# Are the elements of an averaging kernel matrix always centered on the diagonal, or can they be exclusively off-diagonal in rare cases?

According to Rodgers (2000) equation 2.80

$$d_s = \mathrm{tr}(\mathbf{A})$$

where $d_s$ is the number of degrees of freedom for the signal, tr denotes the trace, and $A$ is the averaging kernel matrix.

I'm trying to properly understand this. For example, is it theoretically possible for the averaging kernel to have mainly or even exclusively off-diagonal elements? In practice, this would mean that the retrieved state at height $h$ would correspond to the true state at height $h+1$, if we take remote sounding of an atmospheric column as an example. In such a (admittedly contrived) example, we could get $d_s=0$, although we do have information in the measurement — it's just displaced.

Is this situation possible? If yes, does $d_s$ tell the whole story as for the information content in the measurement?

Clive D. Rodgers, Inverse methods for atmospheric sounding, Theory and Practice. ©2000 World Scientific Publishing Co., London, UK.

• I realize inversion is very important in the Earth Sciences, but wouldn't this question be better placed in a maths forum? – winwaed Jun 16 '14 at 20:29
• @winwaed I'd expect it's too applied for Mathematics. I don't know if it would fit at Physics either. Let's discuss it at meta. – gerrit Jun 16 '14 at 20:34
• Why the downvote? If you believe it to be off-topic, please do not downvote, but vote to close instead.
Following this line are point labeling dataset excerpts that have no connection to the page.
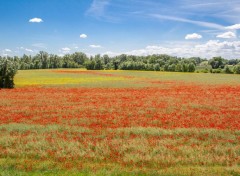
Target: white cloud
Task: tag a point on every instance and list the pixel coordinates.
(28, 50)
(65, 50)
(98, 7)
(83, 36)
(8, 50)
(95, 46)
(39, 45)
(184, 20)
(212, 48)
(234, 27)
(35, 20)
(227, 35)
(193, 36)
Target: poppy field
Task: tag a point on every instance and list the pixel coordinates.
(79, 122)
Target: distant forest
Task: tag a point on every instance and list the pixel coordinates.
(161, 62)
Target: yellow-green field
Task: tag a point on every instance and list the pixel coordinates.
(79, 122)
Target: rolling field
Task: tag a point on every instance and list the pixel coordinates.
(78, 122)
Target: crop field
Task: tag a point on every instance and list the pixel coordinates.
(79, 122)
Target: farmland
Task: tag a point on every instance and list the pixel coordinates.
(79, 122)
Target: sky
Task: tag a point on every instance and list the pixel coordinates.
(183, 28)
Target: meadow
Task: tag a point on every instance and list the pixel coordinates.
(79, 122)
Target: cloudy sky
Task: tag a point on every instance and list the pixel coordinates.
(183, 28)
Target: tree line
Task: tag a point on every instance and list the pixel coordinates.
(155, 62)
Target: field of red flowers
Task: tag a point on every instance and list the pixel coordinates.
(167, 127)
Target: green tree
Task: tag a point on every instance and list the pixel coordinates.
(8, 70)
(236, 69)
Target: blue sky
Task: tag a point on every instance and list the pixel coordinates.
(185, 28)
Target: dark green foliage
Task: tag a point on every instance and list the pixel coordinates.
(236, 69)
(217, 62)
(154, 62)
(8, 69)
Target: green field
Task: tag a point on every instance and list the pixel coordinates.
(79, 122)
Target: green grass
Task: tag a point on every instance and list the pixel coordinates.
(49, 78)
(69, 145)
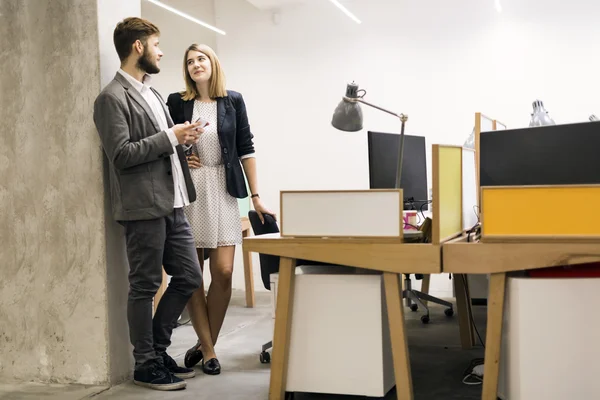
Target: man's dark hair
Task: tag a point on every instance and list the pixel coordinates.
(128, 31)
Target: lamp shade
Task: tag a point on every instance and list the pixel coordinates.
(347, 117)
(348, 114)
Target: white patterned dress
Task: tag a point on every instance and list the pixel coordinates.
(215, 215)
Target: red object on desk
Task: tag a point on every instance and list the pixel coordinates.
(589, 270)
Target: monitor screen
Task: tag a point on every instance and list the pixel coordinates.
(383, 162)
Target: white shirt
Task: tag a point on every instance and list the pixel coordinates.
(181, 194)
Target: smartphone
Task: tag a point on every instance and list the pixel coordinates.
(203, 122)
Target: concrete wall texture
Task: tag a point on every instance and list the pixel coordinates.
(59, 320)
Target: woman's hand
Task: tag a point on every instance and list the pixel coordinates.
(260, 209)
(194, 161)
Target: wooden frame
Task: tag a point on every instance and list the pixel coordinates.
(497, 125)
(398, 238)
(478, 118)
(392, 259)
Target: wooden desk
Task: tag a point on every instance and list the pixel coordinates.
(390, 257)
(248, 271)
(497, 259)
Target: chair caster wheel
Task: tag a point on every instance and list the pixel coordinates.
(265, 357)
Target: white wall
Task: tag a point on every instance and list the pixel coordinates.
(437, 61)
(176, 34)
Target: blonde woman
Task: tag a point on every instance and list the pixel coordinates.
(215, 163)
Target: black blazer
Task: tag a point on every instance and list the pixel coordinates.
(233, 131)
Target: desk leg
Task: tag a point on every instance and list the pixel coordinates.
(425, 286)
(248, 274)
(463, 306)
(283, 325)
(493, 339)
(393, 296)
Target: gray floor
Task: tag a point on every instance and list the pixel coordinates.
(437, 362)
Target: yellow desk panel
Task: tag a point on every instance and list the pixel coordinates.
(448, 205)
(540, 211)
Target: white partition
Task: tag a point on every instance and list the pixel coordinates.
(342, 213)
(469, 188)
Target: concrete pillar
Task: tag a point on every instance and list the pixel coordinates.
(63, 270)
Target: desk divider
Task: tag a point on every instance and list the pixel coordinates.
(447, 196)
(342, 213)
(535, 213)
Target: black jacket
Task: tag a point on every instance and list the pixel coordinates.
(233, 131)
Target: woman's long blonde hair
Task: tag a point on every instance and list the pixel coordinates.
(216, 86)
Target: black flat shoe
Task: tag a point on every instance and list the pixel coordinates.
(211, 367)
(193, 356)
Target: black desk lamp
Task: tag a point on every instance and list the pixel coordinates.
(348, 117)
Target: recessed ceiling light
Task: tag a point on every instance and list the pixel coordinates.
(345, 11)
(498, 5)
(186, 16)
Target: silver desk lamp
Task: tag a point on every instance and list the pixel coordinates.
(348, 117)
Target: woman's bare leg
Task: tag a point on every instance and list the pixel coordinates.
(219, 293)
(197, 308)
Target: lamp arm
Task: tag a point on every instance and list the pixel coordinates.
(403, 118)
(380, 108)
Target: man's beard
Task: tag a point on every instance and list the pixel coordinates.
(145, 64)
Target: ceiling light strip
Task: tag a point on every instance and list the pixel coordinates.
(186, 16)
(345, 11)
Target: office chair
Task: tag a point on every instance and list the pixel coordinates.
(268, 264)
(414, 297)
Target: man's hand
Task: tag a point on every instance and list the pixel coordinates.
(187, 133)
(194, 161)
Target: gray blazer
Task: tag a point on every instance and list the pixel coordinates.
(141, 181)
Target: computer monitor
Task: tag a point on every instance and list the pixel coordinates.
(383, 163)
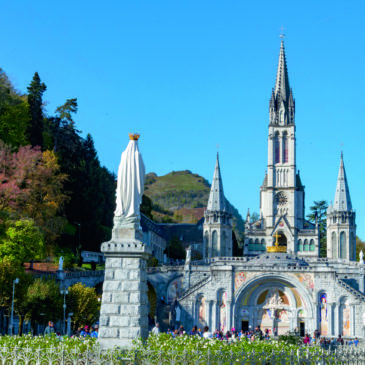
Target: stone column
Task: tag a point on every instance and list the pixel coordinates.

If you believe it is a bad question, please leave a comment explaining why. – gerrit Jun 17 '14 at 14:20
• (I did not downvote it.) – winwaed Jun 17 '14 at 14:32
• @winwaed I didn't think you were, I was addressing whoever did. – gerrit Jun 17 '14 at 14:37

## 1 Answer

This statement from Geophysical Data Analysis: Discrete Inverse Theory: William Menke should make things clear for you

The diagonal elements of the covariance matrix are a measure of the width of the distribution of the data, and the off-diagonal elements indicate the degree to which pairs of data are correlated.
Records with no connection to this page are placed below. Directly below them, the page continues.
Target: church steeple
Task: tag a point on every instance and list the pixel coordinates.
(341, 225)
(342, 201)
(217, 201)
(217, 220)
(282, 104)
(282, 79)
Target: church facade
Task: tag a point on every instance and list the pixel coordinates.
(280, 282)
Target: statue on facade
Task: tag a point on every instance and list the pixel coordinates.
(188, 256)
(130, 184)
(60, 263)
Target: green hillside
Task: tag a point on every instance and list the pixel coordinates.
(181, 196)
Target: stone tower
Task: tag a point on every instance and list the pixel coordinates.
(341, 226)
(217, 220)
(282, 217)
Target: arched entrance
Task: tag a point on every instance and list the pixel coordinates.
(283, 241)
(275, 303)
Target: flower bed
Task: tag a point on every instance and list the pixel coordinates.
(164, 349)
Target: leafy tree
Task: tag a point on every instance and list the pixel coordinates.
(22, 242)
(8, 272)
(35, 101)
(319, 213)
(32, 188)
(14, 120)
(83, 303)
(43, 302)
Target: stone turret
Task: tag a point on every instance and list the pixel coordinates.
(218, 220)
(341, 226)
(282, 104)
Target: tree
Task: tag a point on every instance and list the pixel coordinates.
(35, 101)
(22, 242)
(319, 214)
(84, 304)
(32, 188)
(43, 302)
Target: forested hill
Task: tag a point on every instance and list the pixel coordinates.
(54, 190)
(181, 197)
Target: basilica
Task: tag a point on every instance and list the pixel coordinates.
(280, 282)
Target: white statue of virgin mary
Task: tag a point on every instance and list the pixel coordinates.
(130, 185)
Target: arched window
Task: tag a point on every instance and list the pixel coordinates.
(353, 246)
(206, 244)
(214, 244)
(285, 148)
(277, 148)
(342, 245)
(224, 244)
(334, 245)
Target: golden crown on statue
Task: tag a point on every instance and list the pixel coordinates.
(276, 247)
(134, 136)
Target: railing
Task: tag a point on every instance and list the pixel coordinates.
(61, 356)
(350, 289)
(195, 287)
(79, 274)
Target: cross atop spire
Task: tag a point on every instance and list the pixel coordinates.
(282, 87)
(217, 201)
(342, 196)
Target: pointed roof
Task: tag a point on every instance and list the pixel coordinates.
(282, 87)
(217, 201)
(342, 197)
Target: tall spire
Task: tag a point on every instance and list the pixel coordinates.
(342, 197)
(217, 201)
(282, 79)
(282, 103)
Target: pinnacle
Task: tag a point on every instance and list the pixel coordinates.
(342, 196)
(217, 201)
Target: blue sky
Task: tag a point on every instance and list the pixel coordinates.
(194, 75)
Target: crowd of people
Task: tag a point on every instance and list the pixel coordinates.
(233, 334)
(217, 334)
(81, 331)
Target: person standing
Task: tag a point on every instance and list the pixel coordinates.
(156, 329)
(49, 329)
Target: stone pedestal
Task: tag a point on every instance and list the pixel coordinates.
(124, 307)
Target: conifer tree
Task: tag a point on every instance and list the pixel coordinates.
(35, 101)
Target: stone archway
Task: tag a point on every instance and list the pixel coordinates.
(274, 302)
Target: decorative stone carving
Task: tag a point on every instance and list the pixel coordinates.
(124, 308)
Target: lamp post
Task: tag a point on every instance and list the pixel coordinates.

Regarding the second part of your doubt whether a situation is possible where ds = 0 ; this would imply some error in measurement(for example - some noise) and would not have any implication on the geophysical nature of the data . It would be advisable to take multiple readings at different locations in this kind of situation.

Finally ds provides some insight into the quality of data collected but no true information about the "information content of measurement".